By default, StitchMessageManager will immediately respond to the heartbeat in the GetNextMessage() method and return null to the caller. This way, so long as you are calling GetNextMessage() with some regularity, you will automatically be reporting health information to the Core.
If you would like to receive the heartbeat messages and handle them yourself, such as integrating them into a larger health-monitoring system or using them as a trigger for periodic scheduled tasks (the timing on heartbeats is not precise, but if you have very course-grained scheduling needs, they might be sufficient), or if you would like to detect the absence of heartbeats as a way to detect when the Core has exited or is in distress, you can do that like this:
_manager.ReceiveHeartbeats = true;
var msg = _manager.GetNextMessage();
if (msg.IsHeartbeatMessage())
{
// Do logic here
_manager.SendSync(msg.Id);
}
It is important that the heartbeat ID is what is passed to the SendSync() message. CrossStitch Core will keep track of which heartbeats are received and missed, and what the latency is between when a heartbeat goes out and the response is received.
If you don’t have a particular special need, it will be much less headache for you to let the StitchMessageManager handle the heartbeats by itself.
CrossStitch has a logging mechanism that stitches can use so that they don’t all have to implement their own logs. To log information, you can use either of these mechanisms:
var logMessage = FromStitchMessage.LogMessage(new string[] {
... messages here ...
});
_manager.Send(logMessage);
or:
_manager.SendLogs(new string[] {
... messages here ...
});
This is a simple mechanism and not useful for scenarios that require structured log data or high-volume logging. The benefit to this mechanism is that logs will all be in one place, and will be available through all the logging channels that CrossStitch is configured to use.

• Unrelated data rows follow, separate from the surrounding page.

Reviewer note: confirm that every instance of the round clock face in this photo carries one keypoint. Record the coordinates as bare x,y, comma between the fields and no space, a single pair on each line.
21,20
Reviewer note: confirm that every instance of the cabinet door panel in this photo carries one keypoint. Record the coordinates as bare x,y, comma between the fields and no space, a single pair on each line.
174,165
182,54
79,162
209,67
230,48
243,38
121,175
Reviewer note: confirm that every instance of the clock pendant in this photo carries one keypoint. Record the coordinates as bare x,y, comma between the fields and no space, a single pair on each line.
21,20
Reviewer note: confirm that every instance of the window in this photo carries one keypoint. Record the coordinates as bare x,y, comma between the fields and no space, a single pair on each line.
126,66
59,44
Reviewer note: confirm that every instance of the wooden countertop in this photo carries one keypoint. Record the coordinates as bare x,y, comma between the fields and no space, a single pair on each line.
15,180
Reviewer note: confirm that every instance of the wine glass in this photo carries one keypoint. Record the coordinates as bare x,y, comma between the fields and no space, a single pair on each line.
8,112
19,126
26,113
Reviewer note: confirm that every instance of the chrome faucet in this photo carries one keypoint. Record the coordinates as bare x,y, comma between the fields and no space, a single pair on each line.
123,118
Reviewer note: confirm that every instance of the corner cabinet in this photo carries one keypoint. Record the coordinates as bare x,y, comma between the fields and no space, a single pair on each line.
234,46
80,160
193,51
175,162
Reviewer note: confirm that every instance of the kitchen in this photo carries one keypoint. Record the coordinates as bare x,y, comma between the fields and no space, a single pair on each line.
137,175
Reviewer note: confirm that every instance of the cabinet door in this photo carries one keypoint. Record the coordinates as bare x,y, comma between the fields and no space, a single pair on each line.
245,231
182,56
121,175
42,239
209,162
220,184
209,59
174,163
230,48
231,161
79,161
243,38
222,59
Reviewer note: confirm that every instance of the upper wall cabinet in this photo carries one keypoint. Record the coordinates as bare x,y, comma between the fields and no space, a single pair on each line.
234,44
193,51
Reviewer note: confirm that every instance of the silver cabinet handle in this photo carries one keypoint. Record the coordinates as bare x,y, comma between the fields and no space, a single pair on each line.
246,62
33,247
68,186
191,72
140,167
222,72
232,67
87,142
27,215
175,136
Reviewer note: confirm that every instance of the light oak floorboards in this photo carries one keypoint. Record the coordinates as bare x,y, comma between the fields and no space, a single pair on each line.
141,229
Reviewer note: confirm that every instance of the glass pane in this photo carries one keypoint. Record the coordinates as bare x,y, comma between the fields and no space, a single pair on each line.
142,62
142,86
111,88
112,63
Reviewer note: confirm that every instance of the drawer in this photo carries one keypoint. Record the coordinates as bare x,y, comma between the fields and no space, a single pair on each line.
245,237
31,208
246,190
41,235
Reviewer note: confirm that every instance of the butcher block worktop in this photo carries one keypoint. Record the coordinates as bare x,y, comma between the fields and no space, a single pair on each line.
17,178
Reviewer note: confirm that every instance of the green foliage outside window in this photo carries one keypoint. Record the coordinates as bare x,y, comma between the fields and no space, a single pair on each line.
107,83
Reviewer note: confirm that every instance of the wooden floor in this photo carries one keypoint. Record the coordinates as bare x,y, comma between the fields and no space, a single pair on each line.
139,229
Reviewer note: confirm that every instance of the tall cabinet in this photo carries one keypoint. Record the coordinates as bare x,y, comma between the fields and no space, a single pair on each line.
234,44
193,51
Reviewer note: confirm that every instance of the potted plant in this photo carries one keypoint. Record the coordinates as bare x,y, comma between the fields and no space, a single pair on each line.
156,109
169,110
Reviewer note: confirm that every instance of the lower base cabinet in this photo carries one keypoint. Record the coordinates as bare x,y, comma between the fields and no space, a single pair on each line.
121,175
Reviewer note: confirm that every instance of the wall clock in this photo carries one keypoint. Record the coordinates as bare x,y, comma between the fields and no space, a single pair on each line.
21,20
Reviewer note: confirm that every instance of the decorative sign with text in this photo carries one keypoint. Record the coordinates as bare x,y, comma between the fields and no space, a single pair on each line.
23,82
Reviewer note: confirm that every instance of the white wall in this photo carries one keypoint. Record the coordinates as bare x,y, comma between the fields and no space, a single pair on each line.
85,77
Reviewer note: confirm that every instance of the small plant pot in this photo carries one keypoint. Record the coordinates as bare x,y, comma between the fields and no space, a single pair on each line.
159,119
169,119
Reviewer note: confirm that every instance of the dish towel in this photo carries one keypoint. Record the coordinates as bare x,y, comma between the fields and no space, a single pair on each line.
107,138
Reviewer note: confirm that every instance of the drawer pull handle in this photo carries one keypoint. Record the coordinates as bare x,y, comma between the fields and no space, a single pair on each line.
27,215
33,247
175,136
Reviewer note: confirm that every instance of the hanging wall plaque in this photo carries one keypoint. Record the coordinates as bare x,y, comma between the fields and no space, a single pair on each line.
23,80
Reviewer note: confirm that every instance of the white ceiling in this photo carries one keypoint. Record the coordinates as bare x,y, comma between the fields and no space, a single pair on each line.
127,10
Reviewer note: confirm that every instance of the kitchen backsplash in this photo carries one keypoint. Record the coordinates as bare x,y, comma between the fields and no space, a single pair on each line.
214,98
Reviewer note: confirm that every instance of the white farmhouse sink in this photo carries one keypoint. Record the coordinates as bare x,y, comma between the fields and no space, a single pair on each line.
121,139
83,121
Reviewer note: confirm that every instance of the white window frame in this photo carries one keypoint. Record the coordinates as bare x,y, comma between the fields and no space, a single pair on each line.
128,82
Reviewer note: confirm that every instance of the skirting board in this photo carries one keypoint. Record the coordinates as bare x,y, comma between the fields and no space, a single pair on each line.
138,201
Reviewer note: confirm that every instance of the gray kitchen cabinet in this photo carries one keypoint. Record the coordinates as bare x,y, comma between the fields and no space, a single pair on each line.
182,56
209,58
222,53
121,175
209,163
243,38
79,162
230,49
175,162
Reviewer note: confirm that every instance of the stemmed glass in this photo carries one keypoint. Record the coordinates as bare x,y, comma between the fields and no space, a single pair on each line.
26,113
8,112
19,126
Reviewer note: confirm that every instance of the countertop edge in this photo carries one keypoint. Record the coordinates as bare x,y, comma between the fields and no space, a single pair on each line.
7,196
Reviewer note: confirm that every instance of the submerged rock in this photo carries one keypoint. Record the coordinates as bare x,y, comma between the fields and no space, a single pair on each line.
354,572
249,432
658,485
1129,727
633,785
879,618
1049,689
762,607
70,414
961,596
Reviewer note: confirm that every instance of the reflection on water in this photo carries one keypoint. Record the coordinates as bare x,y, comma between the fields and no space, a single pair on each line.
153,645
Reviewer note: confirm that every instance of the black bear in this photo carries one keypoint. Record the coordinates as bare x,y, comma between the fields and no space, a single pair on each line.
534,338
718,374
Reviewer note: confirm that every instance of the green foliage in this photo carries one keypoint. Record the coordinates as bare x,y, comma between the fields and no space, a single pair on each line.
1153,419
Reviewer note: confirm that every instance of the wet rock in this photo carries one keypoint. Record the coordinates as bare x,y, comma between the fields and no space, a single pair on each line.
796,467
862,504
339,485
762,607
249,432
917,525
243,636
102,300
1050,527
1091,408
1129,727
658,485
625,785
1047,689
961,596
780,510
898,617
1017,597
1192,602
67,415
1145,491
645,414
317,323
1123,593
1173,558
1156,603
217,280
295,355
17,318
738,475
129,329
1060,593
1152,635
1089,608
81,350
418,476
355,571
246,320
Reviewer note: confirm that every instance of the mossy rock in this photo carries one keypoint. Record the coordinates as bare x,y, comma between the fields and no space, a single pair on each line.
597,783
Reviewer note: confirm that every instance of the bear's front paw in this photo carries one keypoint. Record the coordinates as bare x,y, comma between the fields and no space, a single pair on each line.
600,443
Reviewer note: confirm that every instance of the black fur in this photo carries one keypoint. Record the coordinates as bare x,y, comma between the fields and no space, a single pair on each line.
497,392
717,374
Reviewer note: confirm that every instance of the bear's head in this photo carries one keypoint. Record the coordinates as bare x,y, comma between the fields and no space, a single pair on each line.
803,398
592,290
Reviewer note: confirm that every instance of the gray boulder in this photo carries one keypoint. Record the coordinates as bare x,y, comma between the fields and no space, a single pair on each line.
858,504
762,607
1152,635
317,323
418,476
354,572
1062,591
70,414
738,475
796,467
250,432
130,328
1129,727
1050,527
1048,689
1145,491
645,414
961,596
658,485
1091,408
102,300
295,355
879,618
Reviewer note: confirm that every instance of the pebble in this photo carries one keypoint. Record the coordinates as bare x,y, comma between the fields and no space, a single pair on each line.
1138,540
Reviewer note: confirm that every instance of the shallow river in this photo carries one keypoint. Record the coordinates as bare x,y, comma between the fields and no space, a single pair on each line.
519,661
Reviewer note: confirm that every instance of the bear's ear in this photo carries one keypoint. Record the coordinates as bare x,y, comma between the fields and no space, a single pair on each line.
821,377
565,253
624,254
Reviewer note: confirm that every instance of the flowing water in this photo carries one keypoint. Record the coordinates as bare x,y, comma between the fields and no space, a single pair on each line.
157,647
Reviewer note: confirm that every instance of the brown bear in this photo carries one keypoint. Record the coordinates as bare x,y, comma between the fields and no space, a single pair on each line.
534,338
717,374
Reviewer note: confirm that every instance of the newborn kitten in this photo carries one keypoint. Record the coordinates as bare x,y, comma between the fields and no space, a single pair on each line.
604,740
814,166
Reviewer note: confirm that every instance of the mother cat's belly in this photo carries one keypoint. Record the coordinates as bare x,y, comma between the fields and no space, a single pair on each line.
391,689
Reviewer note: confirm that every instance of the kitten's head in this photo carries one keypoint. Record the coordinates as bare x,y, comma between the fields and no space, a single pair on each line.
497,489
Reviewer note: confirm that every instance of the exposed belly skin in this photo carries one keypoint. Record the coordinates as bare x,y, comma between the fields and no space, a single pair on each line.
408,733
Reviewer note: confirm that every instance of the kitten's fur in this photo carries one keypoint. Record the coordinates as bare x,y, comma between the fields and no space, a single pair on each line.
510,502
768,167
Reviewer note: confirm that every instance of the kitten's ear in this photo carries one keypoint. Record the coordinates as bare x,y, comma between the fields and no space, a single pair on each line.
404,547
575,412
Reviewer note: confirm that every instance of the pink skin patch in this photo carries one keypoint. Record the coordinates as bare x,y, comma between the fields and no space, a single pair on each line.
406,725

Stitches are grouped based on application, component and version. These values are passed in to the stitch on the command line when the process is started and are parsed by the StitchMessageManager. You can send a message to all stitches in a group by group name. You can also send a message to an individual Stitch by StitchID if you have that information. In either case the recipients may be locally running on the same node or remote in one of the other nodes of the CrossStitch cluster.
When a Stitch receives a data message, it is expected to respond with an Acknowledgement or Failure. If no response is received, CrossStitch may attempt to send the message again (if message queueing is implemented and enabled) or may generate alerts about the poor health of the Stitch. If a Failure response is received, that may generate alerts, error logs, or responses to the sender of problems. When you receive a data message, always confirm it by calling one of these two methods:
_manager.AckMessage(msg.Id);
_manager.FailMessage(msg.Id);
The data message mechanism is not optimized for throughput, reliability or latency like some other communication mechanisms may be. The goal behind this mechanism is the sharing of basic configuration, coordination, and metadata between stitches in the same group. A perfect and intended use of this mechanism would be to share communication details so that all Stitches in the group can connect to an external data store or communication channel, or to allocate access to limited resources to Stitches in the group.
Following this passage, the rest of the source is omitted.